There's an "unknown incompatibility" problem mentioned in the comments, which forced the original author of "VSTS Test Runner for xUnit" to add the XUnitForceLegacyCallback hack was quite tough to trace. It took me more than 8 hours to diagnose and fix, so if you, dear reader, are here already, please at least skim through it and either remember what IMessageSink
really is, or write down somewhere the helpful external links :))
Quick recap - the original problem
The xUnit's test runner was crashing badly when run within the VisualStudio environment (by, for example, "Run all tests in solution"), because a NotSupportedException
was thrown somewhere in the middle. With a bit of bad luck, you could also see RemotingException or SecurityException instead, or some messages about "Method not supported in a dynamic assembly".

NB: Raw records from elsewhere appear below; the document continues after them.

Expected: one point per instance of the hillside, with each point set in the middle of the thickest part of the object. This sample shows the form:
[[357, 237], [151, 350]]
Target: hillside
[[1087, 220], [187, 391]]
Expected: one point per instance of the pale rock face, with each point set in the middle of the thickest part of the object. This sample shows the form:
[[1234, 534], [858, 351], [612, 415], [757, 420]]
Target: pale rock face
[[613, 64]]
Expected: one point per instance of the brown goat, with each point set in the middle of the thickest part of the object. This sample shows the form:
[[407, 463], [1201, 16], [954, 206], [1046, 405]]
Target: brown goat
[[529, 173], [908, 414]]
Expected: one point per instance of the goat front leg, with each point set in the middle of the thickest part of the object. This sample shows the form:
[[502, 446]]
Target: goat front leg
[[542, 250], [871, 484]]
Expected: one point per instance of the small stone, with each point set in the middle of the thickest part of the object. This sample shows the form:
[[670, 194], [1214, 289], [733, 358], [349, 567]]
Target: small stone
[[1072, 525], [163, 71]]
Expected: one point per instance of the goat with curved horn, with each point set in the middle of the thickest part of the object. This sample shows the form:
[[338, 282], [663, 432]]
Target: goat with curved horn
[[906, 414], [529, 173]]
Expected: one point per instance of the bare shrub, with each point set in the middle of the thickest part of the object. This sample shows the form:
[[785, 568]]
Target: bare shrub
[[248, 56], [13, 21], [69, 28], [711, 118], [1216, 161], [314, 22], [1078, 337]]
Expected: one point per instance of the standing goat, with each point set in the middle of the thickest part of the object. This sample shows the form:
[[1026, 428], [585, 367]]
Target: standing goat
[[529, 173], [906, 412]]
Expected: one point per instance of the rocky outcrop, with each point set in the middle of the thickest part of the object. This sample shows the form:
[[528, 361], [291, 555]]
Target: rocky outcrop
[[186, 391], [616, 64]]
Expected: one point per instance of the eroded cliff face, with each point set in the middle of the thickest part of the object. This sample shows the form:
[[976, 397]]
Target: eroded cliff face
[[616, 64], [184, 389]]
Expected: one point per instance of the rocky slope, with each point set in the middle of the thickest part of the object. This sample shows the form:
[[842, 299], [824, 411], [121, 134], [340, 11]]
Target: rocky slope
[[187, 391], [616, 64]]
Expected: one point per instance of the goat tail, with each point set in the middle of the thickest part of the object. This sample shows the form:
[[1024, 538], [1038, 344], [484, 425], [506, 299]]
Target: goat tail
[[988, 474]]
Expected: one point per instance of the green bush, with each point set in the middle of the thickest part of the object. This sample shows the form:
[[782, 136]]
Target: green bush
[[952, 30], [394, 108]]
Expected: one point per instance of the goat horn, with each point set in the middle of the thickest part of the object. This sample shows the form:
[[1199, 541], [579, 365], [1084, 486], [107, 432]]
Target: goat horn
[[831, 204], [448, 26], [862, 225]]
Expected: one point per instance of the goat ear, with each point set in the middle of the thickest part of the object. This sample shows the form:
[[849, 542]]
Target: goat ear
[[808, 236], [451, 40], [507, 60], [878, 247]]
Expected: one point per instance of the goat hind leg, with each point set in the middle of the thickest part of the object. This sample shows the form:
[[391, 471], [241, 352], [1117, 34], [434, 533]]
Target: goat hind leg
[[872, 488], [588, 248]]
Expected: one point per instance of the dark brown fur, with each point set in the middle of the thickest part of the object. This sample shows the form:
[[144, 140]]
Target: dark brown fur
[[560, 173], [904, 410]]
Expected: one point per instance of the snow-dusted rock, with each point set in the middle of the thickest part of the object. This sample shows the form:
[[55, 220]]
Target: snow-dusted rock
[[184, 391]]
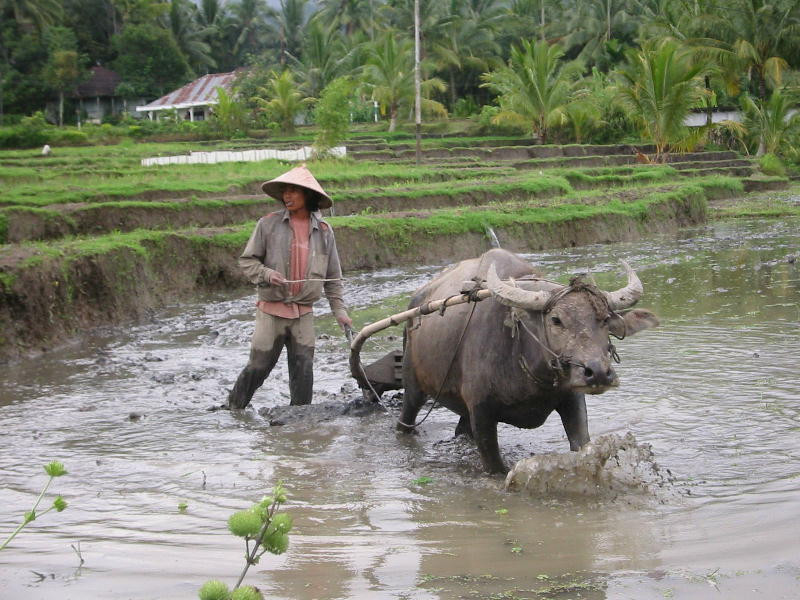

The author of the runner had to inject a hotfix into xUnit's ExecutorWrapper
that forced the xUnit to use a "legacy callback mechanism", that is, to turn off new messaging layer introduced I think somewhere around xUnit 1.6, in favor of old layer that used handcrafted callbacks. In fact, the xunit.utility.runner's "version-resilience" keeps him to hog all the previous APIs and it dynamically switches between them depending on what version of xunit.dll it notices, so the hotfix simply forced him to always fallback to pre-1.6 version. This hotfix is easily noticeable in the VSTS Runner's code, just search for XUnitForceLegacyCallback
.
The runner is currently not supported by xUnit team, as they look forward for VS2011. However, it does not mean that noone is using VS2010 now. Well, at least I am, and I want to have xUnit right at hand. I was working on some tweaks for Moq and AutoMoq, and actually I managed to extend Moq with something quite reasonable. However, some DLL version collisions forced me to recompile most of the libraries under .Net4.0 and .. it broke the runner somehow! Diffing the code, I noticed that fresh checkout from the xUnit's repository has removed the fix I was talking about earlier, and so my curiosity ignited.
What
After a bit of mindless digging, it turned out that the direct cause was passing some IMessage
objects across the AppDomain, and the root error message was "The method was called with a Message of an unexpected type". That was the easier part to trace, and it looked quite easy: remote method was passed some message object it could not handle.
When
The more tricky part was finding out which object was that and why. Fortunatelly, NotSupportedException
s are not thrown very often and a first-chance exception catcher quickly found out the place:
ExecutorWrapper.OutgoingMessage
that was returned from
XmlNodeCallbackHandlerWithIMessageSink
and its implementation of
IMessageSink.SyncProcessMessage
It is called in the last steps of most of the workflows, wrapped with OnTestStart/End
methods, for example:
// Executor.OnTestStart:285:
callback.Notify(node.OuterXml) // callback was the XmlNodeCallback
// called from Executor+RunTest.RunTest:286:
executor.RunOnSTAThreadWithPreservedWorkingDirectory(() =>
TestClassCommandRunner.Execute(testClassCommand,
methods,
command => OnTestStart(command, handler),
result => OnTestResult(result, handler)));
Why (teaser)
All the message passing was implemented with IMessageSink
interface, that accepts any IMessage
. Surely the OutgoingMessage implemented it. And there are no manual argument assertions in the xUnit's code that would throw NotSupportedException
when receiving such object. What's more, it was a callback! So a similar ExecutorCallback.MessageSinkCallback.OutgoingMessage
already have passed properly - all in all the handler.Notify
caused the remote sink in XmlNodeCallback
to be called, right? NOT!
The code of the xUnit test runner is version-resilient and was recently upgraded from using 'callbacks' to using those two IMessage
and IMessageSink
interfaces. In this new version, the proxies and IMessageSink
s were used 'directly', as in a classic Remoting samples - the xUnit was first manually casting the proxy to IMessageSink
, and then, later, calling IMessageSink.SyncProcessMessages() manually, too:
// ExecutorCallback.Wrap():26
IMessageSink messageSink = handler as IMessageSink;
if (messageSink != null)
return new MessageSinkCallback(messageSink);
return new CallbackEventHandlerCallback(handler);
// ExecutorCallback.MessageSinkCallback.Notify():58
OutgoingMessage message = new OutgoingMessage(value);
IMessage response = messageSink.SyncProcessMessage(message); // <----
if (response != null && response.Properties.Contains("data"))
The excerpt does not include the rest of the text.